Oil slicks moving onto coral reefs at Galeta at low tide; Bahia las Minas refinery spill, Panama, April, 1996.

Corals are long-lived and recover slowly from disturbances, whether these are natural, such as hurricanes, or human-caused, such as ship groundings or exposure to pollutants. How fast and how well a coral reef recovers depends on the extent and type of damage, the location, species affected, available habitat suitable for coral colonization, and many other parameters. Severe and repeated impacts delay recovery, while ongoing pollution and other chronic stresses may postpone it indefinitely.

Coral on damaged reefs recover by regenerating from partially damaged colonies, by reestablishing broken coral fragments, and through settlement of coral larvae carried by ocean currents.

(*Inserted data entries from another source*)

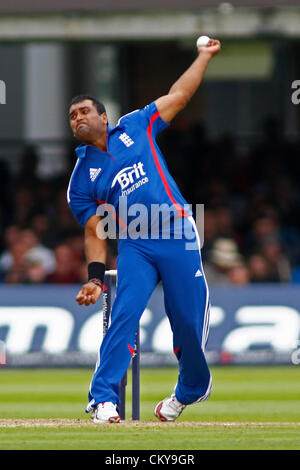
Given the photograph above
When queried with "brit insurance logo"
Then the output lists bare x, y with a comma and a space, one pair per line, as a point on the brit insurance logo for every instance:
131, 178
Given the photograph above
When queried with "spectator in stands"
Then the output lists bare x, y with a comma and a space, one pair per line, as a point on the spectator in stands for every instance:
259, 269
67, 266
223, 256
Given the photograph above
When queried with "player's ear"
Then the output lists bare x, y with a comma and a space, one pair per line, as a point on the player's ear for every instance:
104, 118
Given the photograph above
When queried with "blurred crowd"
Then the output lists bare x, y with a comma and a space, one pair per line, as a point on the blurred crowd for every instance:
250, 193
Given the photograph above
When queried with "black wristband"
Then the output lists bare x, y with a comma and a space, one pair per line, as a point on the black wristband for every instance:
96, 270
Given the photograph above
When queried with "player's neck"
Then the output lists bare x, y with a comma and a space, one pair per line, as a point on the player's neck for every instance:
101, 143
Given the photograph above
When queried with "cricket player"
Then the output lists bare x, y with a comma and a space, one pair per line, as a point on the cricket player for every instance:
124, 163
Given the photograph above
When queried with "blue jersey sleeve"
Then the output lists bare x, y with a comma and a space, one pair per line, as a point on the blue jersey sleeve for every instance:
146, 116
80, 201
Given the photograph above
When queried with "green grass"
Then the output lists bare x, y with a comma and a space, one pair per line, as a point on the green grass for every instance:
250, 408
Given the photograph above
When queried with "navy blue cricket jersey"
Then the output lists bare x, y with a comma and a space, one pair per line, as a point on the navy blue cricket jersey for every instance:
133, 167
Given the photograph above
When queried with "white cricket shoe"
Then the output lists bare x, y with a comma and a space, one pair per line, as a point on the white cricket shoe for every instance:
105, 412
169, 409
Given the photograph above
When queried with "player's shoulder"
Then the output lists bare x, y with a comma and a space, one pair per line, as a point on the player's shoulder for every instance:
139, 115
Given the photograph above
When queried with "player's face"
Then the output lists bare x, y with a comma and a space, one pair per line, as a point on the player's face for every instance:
87, 125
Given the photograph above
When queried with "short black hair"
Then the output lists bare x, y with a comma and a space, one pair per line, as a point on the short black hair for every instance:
98, 104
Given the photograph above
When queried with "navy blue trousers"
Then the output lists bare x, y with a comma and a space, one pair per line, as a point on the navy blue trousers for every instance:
141, 265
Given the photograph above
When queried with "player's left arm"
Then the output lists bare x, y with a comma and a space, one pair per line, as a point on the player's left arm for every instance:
184, 88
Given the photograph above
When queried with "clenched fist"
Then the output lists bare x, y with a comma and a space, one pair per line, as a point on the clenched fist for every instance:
89, 293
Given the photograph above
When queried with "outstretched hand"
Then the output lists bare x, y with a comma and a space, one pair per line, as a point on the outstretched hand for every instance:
212, 48
89, 293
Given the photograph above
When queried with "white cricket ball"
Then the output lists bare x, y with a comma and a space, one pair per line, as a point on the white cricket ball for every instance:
202, 41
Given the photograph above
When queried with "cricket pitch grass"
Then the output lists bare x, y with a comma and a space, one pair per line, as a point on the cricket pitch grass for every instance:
251, 408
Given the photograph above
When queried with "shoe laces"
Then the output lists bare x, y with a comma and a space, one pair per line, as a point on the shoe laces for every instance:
175, 404
108, 405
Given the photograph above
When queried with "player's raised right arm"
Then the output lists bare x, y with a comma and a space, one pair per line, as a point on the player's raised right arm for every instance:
184, 88
95, 252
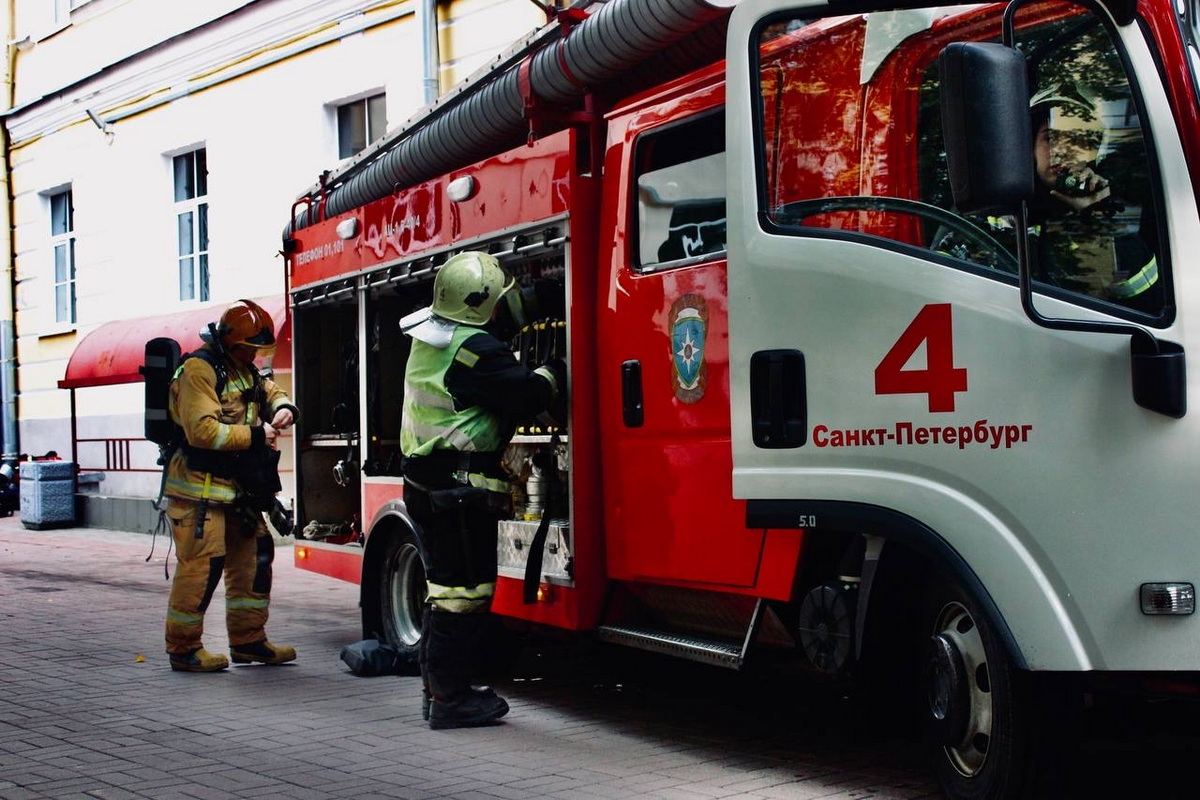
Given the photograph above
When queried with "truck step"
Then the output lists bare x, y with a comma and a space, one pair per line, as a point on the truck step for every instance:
712, 651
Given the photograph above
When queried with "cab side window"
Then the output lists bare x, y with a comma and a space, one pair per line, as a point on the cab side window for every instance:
851, 138
681, 192
1093, 232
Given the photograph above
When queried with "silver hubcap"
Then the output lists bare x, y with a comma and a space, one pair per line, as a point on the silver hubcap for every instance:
408, 591
960, 689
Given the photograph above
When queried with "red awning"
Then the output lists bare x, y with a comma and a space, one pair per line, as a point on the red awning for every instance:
112, 353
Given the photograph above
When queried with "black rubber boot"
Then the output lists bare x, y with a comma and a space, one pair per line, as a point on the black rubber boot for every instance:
469, 708
198, 660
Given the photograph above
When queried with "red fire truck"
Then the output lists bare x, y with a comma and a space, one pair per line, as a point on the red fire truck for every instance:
876, 331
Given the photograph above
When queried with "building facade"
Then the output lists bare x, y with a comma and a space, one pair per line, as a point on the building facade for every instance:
154, 151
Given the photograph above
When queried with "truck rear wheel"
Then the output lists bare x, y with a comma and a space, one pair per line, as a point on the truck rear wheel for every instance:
402, 593
977, 715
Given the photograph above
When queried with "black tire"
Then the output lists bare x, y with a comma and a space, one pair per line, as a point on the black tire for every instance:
977, 715
402, 593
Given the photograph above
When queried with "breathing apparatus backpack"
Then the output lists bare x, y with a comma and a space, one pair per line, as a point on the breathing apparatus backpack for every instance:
256, 470
161, 362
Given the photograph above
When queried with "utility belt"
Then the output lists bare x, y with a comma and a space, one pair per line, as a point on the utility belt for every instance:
444, 469
256, 471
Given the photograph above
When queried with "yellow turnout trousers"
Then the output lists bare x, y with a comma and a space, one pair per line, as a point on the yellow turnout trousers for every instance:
234, 543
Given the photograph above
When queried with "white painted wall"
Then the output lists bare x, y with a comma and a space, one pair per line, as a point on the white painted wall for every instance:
256, 84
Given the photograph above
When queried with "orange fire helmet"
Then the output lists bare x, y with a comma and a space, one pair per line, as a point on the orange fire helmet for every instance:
246, 323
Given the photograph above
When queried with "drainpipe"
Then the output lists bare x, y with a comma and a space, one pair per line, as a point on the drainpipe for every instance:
11, 445
427, 20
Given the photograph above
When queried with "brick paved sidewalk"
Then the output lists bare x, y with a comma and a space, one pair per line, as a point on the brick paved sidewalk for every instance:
89, 708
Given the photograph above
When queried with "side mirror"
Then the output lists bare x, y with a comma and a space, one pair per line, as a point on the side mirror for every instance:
985, 121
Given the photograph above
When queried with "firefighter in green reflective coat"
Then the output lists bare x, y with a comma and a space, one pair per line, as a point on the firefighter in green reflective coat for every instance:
465, 391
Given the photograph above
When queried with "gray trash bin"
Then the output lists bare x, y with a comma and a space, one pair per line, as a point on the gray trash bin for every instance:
47, 494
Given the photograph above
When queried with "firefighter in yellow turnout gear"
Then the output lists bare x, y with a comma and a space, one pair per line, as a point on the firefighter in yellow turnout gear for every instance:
465, 391
216, 482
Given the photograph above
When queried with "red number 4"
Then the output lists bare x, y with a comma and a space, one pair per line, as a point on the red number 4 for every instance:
940, 379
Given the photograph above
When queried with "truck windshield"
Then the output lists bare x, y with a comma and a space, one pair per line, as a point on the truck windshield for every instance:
856, 150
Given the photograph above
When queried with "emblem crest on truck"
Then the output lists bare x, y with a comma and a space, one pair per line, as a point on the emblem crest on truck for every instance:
689, 325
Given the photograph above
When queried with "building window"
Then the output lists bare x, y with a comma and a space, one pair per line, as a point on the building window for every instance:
192, 222
63, 241
359, 124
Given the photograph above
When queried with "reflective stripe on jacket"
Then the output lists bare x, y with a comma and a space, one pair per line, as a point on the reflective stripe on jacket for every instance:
430, 419
214, 423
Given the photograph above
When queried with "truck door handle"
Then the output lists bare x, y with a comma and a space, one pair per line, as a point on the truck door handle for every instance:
778, 401
631, 394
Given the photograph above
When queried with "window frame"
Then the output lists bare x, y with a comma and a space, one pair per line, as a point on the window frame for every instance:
65, 240
195, 204
363, 102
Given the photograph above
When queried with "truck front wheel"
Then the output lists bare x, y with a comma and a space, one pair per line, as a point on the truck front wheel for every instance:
977, 715
402, 591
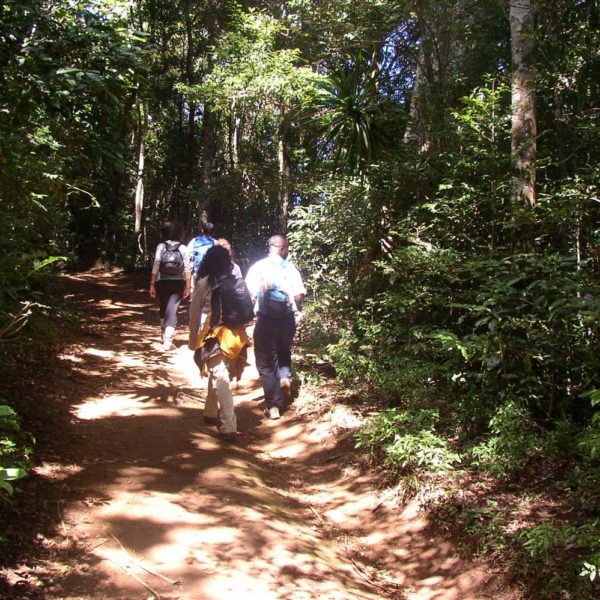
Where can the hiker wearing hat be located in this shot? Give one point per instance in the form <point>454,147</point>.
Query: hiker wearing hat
<point>277,288</point>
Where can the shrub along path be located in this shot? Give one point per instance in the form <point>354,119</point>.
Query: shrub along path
<point>134,497</point>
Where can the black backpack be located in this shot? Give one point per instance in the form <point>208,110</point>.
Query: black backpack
<point>171,262</point>
<point>233,302</point>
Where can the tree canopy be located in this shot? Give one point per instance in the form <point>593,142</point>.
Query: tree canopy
<point>435,165</point>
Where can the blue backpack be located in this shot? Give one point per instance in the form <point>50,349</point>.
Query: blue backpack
<point>273,302</point>
<point>171,262</point>
<point>200,246</point>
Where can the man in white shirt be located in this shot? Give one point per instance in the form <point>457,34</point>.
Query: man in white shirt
<point>277,288</point>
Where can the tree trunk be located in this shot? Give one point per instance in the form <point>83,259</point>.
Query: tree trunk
<point>524,124</point>
<point>284,172</point>
<point>139,188</point>
<point>209,148</point>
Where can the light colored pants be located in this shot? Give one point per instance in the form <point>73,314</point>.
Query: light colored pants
<point>219,395</point>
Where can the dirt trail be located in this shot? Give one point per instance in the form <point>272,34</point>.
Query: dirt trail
<point>154,504</point>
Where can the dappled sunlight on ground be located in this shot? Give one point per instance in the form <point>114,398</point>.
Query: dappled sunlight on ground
<point>157,504</point>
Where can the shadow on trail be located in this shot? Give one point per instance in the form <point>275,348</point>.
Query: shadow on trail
<point>135,468</point>
<point>132,476</point>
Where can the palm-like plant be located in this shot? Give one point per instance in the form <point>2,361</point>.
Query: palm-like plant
<point>349,114</point>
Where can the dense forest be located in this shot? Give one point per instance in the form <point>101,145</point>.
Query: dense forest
<point>435,167</point>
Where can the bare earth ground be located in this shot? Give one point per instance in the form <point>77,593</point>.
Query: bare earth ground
<point>136,497</point>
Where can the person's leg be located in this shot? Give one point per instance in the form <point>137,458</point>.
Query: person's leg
<point>220,373</point>
<point>173,293</point>
<point>285,336</point>
<point>211,406</point>
<point>265,352</point>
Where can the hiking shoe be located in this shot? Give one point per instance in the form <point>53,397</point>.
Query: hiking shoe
<point>273,413</point>
<point>286,389</point>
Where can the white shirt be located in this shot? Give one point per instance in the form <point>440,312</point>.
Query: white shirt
<point>161,249</point>
<point>273,267</point>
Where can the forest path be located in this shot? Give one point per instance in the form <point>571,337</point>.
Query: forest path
<point>154,504</point>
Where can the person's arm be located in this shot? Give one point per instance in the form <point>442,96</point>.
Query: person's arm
<point>155,267</point>
<point>187,272</point>
<point>195,316</point>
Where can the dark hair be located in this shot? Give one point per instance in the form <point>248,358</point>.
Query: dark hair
<point>171,230</point>
<point>216,264</point>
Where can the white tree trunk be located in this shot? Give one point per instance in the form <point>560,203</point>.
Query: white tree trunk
<point>139,188</point>
<point>524,123</point>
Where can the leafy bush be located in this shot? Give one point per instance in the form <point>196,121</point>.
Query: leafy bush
<point>14,452</point>
<point>408,441</point>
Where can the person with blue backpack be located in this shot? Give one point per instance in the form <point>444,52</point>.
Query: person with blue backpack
<point>170,279</point>
<point>220,310</point>
<point>277,288</point>
<point>199,247</point>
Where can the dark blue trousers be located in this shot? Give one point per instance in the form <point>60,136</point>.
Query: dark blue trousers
<point>170,293</point>
<point>273,353</point>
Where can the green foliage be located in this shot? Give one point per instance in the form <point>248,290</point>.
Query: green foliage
<point>512,438</point>
<point>14,450</point>
<point>408,441</point>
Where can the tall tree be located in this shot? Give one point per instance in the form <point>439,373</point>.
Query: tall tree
<point>524,122</point>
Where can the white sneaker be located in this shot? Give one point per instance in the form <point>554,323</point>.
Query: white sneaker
<point>286,389</point>
<point>273,413</point>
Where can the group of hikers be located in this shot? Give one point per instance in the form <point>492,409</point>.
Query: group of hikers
<point>223,304</point>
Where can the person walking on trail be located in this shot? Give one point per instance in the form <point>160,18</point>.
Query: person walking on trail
<point>277,287</point>
<point>237,272</point>
<point>199,247</point>
<point>170,279</point>
<point>218,340</point>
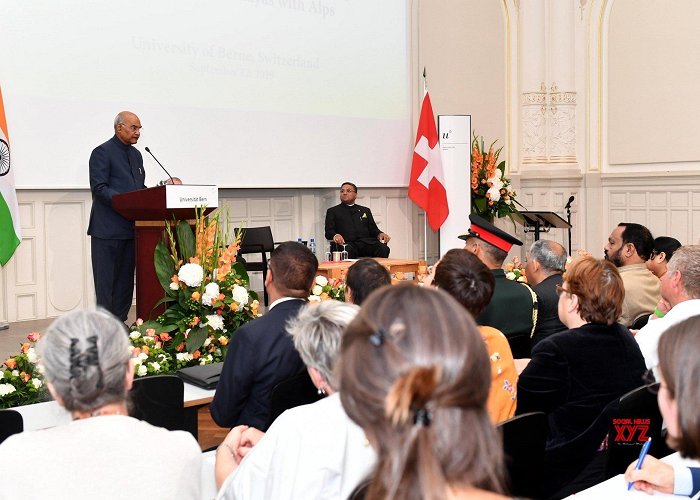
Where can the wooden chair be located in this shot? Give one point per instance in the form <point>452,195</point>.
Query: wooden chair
<point>524,439</point>
<point>638,417</point>
<point>257,240</point>
<point>294,391</point>
<point>159,400</point>
<point>11,422</point>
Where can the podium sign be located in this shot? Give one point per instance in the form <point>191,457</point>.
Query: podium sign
<point>149,209</point>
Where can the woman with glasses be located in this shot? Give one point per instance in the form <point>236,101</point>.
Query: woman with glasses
<point>574,374</point>
<point>679,400</point>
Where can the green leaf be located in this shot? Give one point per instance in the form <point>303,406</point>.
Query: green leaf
<point>196,339</point>
<point>185,240</point>
<point>165,267</point>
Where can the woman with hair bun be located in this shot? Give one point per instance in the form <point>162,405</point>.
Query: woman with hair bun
<point>103,453</point>
<point>414,374</point>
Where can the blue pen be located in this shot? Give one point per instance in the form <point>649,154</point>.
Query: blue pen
<point>640,461</point>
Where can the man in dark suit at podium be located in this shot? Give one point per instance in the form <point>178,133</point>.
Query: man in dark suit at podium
<point>115,167</point>
<point>353,225</point>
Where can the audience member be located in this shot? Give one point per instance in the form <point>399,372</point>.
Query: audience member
<point>311,451</point>
<point>261,354</point>
<point>462,275</point>
<point>513,307</point>
<point>103,453</point>
<point>574,374</point>
<point>680,288</point>
<point>664,246</point>
<point>679,399</point>
<point>353,225</point>
<point>545,265</point>
<point>414,374</point>
<point>364,276</point>
<point>629,247</point>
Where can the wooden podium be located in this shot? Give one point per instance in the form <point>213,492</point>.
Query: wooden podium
<point>149,209</point>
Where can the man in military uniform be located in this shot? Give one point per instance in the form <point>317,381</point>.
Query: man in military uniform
<point>513,307</point>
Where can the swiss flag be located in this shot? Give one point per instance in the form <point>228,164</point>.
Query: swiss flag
<point>427,185</point>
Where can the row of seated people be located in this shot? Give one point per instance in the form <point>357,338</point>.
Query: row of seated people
<point>411,376</point>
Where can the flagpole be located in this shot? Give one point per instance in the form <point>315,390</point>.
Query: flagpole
<point>425,219</point>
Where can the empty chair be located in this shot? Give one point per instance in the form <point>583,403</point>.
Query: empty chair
<point>257,240</point>
<point>637,419</point>
<point>159,401</point>
<point>524,439</point>
<point>10,423</point>
<point>295,391</point>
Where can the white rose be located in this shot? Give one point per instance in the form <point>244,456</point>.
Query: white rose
<point>31,355</point>
<point>211,292</point>
<point>240,295</point>
<point>215,321</point>
<point>6,389</point>
<point>191,274</point>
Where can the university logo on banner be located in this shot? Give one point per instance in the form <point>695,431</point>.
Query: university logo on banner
<point>427,185</point>
<point>10,235</point>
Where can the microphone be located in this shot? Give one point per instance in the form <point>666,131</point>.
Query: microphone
<point>161,165</point>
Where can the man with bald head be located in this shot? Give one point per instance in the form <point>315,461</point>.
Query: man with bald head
<point>115,167</point>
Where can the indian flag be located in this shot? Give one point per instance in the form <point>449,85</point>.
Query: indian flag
<point>10,235</point>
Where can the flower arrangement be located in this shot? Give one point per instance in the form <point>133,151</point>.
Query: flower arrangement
<point>21,382</point>
<point>515,271</point>
<point>325,289</point>
<point>206,291</point>
<point>491,193</point>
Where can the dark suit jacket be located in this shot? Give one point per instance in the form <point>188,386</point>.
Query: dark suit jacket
<point>261,354</point>
<point>574,374</point>
<point>547,308</point>
<point>354,223</point>
<point>115,168</point>
<point>511,311</point>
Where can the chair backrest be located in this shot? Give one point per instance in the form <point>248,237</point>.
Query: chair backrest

Coral communities may recover more rapidly from oil exposure alone than from mechanical damage. Recovery of coral reefs after oil exposure, however, may depend partly on the recovery of associated communities that may be more seriously affected, such as mangroves and seagrass beds.

A physically damaged reef recovers more slowly, and may need restoration. For example, vessel groundings fragment coral skeletons, producing loose rubble and fine sediments that inhibit successful recolonization of hard corals.

Recovery time depends on the type and intensity of the disturbance and can range from several years for localized and small-scale disturbances, to decades or centuries for severe impacts.